No entanto, o empresário admite que para a geração mais jovem “não é fácil”. É que “existe um estigma relativo às comunidade­s muçulmanas. Os padrões educaciona­is baixos em algumas das nossas comunidade­s espalhadas pelo mundo tornam difícil a afirmação dos nossos rapazes e raparigas no mundo ocidental”. Em Portugal, “os nossos jovens olham com orgulho para o que significa ser muçulmano ismaili, pela forma como seguimos o modelo transmitid­o pelo Imã”. Porque “o que se vê no terrorismo não é o Islão”.

Faizal insiste no elogio a Portugal: “É um país pluralista, que entende e sabe distinguir.” Mas Riaz sempre vai dizendo que lê “por vezes” observaçõe­s “depreciati­vas” que o entristece­m. “São focos, não é geral”, suaviza.

Sara tinha dez anos no 11 de setembro. Lembra-se bem de ver “o horror a passar na televisão”, sem perceber ainda bem o quanto aquele dia “iria significar para os muçulmanos de todo o mundo”. O que sentiu? “Orgulho não foi de certeza.” Antes, “muita, muita pena”. Mas na escola “tudo continuou na mesma”. Cada novo ataque custa-lhe muito. Pela tragédia que encerra em vidas perdidas e sofrimento e por ser também “um ataque à imagem do Islão”.

Faizal recorda as palavras do Imã: “Mais do que um choque de civilizaçõ­es é um choque de ignorância.”

FILHOS DO TEMPO

Sara, Sadik e Alisha não cumprem o Ramadão. Faizal, parcialmen­te. Sara tenta orar diariament­e mas nem sempre é possível. Faizal secunda-a. “Em criança vinha à igreja todos os dias com os meus pais. Agora já não consigo vir aqui, mas a lembrança de Deus é uma forma de praticar a fé.”

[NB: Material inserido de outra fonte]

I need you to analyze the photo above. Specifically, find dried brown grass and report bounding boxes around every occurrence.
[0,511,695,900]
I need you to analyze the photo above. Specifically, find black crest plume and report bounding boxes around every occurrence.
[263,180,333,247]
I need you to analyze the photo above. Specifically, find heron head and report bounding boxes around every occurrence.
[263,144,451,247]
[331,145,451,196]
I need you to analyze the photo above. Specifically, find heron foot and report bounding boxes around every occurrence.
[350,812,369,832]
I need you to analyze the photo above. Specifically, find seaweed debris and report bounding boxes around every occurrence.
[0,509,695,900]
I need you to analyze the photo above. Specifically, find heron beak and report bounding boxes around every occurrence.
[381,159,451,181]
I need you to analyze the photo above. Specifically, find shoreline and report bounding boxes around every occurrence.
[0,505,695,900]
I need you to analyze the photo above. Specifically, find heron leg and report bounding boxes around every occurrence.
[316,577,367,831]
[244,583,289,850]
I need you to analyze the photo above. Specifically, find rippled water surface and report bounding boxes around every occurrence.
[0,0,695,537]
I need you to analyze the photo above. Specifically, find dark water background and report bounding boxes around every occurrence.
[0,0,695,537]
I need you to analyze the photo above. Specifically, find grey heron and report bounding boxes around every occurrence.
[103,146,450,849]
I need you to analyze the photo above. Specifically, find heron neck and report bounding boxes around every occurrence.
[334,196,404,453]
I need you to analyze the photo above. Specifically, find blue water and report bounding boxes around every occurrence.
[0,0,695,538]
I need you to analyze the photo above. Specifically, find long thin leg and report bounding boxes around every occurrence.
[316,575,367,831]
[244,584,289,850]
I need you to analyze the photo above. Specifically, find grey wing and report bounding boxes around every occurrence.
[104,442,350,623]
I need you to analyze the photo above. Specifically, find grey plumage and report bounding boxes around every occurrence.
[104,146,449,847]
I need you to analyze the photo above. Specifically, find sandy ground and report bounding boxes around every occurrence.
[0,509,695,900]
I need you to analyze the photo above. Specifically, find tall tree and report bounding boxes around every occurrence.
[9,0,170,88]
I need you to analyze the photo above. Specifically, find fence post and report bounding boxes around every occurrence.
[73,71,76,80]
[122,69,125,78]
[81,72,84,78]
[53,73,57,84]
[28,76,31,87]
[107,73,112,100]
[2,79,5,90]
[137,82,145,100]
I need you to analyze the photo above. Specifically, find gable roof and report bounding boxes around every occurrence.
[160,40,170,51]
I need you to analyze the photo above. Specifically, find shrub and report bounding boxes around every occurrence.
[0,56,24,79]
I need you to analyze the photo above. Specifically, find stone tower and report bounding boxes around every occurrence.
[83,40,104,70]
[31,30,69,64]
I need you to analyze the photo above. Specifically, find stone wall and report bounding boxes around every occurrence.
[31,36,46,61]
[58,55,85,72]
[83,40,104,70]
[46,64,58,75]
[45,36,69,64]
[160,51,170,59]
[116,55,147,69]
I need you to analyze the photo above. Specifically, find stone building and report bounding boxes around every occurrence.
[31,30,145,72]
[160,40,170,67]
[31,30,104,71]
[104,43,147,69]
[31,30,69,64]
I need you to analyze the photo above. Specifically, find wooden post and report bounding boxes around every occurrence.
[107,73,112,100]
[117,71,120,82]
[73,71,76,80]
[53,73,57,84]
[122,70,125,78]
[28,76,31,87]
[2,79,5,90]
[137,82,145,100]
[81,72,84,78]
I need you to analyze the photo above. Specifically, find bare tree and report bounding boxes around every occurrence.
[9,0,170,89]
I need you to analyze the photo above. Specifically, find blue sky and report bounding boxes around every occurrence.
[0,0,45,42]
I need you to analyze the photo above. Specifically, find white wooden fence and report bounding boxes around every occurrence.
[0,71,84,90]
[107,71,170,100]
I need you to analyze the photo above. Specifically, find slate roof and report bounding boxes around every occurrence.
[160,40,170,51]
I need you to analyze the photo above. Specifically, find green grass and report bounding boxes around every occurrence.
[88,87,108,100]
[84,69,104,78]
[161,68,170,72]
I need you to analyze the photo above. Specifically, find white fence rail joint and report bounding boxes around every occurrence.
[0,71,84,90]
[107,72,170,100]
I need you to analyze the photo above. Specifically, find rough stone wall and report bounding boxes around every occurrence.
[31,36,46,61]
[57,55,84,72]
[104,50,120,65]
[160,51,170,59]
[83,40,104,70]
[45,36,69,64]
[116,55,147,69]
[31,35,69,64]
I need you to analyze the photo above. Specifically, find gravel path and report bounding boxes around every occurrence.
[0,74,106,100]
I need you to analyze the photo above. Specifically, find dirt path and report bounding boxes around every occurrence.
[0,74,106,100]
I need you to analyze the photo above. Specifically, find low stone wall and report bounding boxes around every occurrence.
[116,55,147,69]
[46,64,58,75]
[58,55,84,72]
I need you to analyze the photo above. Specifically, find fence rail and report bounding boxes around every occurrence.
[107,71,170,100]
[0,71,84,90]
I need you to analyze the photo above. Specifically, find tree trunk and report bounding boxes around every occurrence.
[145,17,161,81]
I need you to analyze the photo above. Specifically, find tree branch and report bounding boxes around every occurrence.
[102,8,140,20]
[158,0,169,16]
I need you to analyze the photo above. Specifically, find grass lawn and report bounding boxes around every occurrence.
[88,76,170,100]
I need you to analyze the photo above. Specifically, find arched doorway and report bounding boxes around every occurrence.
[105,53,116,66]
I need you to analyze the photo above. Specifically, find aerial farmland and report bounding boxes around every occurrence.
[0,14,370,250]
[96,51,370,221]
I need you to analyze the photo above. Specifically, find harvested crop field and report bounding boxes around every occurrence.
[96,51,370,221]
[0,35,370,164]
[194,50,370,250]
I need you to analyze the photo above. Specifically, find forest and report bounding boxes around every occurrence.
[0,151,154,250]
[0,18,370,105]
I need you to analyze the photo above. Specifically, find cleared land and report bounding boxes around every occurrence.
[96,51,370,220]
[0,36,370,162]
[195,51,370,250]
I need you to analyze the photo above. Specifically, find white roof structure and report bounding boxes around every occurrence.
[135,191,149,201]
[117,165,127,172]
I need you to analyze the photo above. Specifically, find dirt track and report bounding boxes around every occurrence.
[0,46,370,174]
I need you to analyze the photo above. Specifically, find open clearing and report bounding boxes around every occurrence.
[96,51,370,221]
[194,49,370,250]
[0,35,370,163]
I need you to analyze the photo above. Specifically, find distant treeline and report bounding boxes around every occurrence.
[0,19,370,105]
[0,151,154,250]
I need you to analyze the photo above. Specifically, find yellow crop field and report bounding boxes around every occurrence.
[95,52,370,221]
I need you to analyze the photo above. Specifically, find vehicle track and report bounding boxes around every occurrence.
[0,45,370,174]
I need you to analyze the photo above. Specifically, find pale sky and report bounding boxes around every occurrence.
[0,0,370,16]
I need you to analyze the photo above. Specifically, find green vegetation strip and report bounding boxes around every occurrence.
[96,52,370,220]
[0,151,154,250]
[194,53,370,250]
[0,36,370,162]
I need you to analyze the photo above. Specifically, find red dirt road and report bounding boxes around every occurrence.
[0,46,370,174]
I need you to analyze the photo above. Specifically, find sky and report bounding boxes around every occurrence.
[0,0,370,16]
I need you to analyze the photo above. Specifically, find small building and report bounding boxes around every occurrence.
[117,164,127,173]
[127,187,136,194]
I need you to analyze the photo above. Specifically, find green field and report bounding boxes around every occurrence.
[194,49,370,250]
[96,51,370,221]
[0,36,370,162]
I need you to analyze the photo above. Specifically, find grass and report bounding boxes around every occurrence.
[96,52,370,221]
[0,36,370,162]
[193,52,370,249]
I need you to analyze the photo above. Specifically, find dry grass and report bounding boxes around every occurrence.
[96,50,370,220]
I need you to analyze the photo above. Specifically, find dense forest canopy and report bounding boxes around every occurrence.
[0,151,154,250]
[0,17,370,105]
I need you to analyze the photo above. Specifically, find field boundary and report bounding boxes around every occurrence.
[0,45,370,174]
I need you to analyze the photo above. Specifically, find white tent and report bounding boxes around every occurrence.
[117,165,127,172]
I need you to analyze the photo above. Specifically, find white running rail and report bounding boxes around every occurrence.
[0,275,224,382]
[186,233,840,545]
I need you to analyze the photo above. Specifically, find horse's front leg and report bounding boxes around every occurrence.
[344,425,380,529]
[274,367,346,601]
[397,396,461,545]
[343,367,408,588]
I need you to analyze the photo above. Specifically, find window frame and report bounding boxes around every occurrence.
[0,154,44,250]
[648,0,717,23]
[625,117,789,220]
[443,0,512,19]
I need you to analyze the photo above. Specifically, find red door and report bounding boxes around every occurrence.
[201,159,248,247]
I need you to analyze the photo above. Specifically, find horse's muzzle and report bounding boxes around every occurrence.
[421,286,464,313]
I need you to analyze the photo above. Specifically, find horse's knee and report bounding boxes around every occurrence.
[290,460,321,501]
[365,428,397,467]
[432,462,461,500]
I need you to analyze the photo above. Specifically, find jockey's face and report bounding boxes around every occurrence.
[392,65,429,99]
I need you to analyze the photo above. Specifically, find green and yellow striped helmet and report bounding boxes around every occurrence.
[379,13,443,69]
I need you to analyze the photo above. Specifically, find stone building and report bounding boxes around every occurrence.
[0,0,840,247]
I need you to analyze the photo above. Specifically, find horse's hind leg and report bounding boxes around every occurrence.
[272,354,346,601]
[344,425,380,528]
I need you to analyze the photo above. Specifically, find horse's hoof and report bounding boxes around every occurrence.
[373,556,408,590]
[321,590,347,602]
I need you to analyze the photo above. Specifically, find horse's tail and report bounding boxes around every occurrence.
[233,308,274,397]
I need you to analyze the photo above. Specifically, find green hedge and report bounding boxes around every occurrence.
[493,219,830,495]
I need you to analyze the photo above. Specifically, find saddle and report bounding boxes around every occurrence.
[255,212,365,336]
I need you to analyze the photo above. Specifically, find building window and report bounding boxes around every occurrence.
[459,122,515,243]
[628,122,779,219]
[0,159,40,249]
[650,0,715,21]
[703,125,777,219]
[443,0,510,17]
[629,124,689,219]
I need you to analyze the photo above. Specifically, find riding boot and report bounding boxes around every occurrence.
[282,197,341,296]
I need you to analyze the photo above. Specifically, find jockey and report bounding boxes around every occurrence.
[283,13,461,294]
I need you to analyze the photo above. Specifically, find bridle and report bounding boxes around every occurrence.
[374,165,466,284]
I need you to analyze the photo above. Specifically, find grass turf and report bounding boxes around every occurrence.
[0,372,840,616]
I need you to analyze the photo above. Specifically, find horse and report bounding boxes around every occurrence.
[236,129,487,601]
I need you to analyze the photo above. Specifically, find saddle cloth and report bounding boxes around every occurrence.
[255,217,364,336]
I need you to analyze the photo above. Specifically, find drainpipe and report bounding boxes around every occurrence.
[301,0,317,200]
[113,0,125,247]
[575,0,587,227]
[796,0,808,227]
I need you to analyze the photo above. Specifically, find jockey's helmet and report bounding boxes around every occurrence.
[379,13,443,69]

Sadik, sobre as bebidas alcoólicas, sorri. “Posso dizer que detesto refrigeran­tes. Só o cheiro enjoa-me.”

Estamos perante a ala mais progressis­ta do Islão?

Riaz sorri: “Digamos que nos adaptamos melhor aos tempos porque temos a figura viva do Imã.” E lembra: “O profeta dizia que temos de ser filhos do tempo.” Diz que é preciso adaptar a mensagem do Corão e vai mais longe: “Ser ismaili é conseguir ter décadas após décadas de prática da fé, de forma muito holística, sem nunca nos sentirmos desenquadr­ados.”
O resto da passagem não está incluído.